Neue Erkenntnisse zum neuronalen Zelluntergang konnten durch Studien mit Analyse des zerebralen Kortex aus Autopsiematerialien gewonnen werden. Hier zeigt sich der Necroptose Pathway der TNFα vermittelt über den TNFα-Rezeptor 1 und Downstream über sogenannte RIPK1-Kinasen abläuft als besonders interessant.
Trotz all dieser spannenden Neuerungen hat auch 2021 das MS-Feld insbesondere COVID-19 beschäftigt. Hier konnte man bereits 2020 annehmen, dass das männliche Geschlecht, ein höheres Lebensalter, kardiovaskuläre Risikofaktoren und ein hoher BMI mit einem schwereren COVID-19-Verlauf oder gar mit Todesfällen assoziiert sind. Hinsichtlich MS-Patienten bestätigten sich diese Risikoparameter und wurden ergänzt um die körperlichen Einschränkungen. Somit gilt, je stärker ein Patient in seiner Mobilität eingeschränkt ist, desto größer ist das Risiko für einen schweren Verlauf der COVID-19-Erkranung. Darüber hinaus sind zahlreiche Arbeiten mit der Frage entstanden, ob sich Risiken unter erkrankungsmodifizierenden Therapien erhöhen. Hier scheint es eine gewisse Risikokonstellation für B-Zell-depletierende Therapien und S1P-Modulatoren zu geben. In der Konsequenz zeigten Impfstudien aus verschiedenen Ländern, dass sowohl bei der B-Zell-Depletion als auch S1P-Modulatoren der Anstieg an spezifischen Antikörpern nach der Impfung relevant erniedrigt ist. Hinsichtlich der S1P-Modulatoren zeigte sich darüber hinaus, dass auch das T-zelluläre Kompartiment nach Impfung beeinflusst ist.

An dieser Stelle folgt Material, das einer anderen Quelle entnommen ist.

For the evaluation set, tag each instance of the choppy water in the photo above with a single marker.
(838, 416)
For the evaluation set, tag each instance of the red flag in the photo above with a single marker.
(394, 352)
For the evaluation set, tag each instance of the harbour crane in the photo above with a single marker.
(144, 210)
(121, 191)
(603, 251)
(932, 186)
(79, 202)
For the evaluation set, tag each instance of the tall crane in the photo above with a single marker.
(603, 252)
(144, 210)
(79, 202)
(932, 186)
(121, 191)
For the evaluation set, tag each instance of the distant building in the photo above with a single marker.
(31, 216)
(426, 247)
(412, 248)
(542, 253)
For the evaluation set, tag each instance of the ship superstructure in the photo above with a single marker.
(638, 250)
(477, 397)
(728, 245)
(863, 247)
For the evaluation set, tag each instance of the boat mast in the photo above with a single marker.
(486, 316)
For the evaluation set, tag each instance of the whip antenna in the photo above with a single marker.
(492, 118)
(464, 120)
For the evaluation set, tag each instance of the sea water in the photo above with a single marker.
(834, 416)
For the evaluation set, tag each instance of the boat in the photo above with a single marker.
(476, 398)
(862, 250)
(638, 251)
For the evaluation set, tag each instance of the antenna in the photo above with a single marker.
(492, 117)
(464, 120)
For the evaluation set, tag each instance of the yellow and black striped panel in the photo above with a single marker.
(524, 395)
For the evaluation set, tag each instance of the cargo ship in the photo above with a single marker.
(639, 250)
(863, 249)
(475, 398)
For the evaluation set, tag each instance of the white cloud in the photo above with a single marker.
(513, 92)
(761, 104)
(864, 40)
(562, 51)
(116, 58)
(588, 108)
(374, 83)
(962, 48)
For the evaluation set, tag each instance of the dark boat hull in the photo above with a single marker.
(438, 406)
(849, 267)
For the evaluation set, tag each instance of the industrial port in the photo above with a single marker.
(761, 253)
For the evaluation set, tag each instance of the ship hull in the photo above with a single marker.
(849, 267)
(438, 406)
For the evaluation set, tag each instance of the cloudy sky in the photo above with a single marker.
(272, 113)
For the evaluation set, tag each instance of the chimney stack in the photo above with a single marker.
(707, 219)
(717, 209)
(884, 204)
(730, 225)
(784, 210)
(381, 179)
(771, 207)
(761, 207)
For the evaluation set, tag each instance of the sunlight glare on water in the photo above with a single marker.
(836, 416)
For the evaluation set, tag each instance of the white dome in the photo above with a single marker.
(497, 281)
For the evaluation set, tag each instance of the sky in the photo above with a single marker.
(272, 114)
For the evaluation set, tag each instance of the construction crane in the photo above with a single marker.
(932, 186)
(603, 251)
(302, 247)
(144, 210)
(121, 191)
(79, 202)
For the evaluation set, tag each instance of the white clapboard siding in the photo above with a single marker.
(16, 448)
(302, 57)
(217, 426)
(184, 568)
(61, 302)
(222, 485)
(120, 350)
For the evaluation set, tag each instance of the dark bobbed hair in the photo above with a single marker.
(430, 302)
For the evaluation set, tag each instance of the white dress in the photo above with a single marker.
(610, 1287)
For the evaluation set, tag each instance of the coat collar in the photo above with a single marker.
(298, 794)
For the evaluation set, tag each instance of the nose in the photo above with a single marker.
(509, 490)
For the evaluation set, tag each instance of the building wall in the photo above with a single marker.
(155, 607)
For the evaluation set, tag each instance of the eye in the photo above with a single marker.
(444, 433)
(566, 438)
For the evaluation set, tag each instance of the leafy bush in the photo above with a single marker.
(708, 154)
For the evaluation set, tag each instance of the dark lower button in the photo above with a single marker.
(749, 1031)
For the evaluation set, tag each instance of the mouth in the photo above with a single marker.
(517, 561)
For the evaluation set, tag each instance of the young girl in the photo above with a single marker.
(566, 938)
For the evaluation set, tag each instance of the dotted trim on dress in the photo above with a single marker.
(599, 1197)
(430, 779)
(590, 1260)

Als positive Entwicklung hinsichtlich der mRNA-basierten Impfstrategien gab es eine interessante Arbeit, die sich mit einer Impfung gegen Myelin Oligodentrozytenglycoproteinen beschäftigt hat und damit im tierexperimentellen Setting relevant eine MS unterdrücken konnte.
Zusammenfassend lässt sich sagen, dass sich im Bereich der MS-Forschung erneut viele spannende Erkenntnisse ergeben haben und wir auf weitere Entwicklungen für 2022 gespannt sein können.
Quelle:
Multiple sclerosis in 2021: progress against progression, The Lancet Neurology, Volume 21, Issue 1, 12 – 13 (Beck et al.)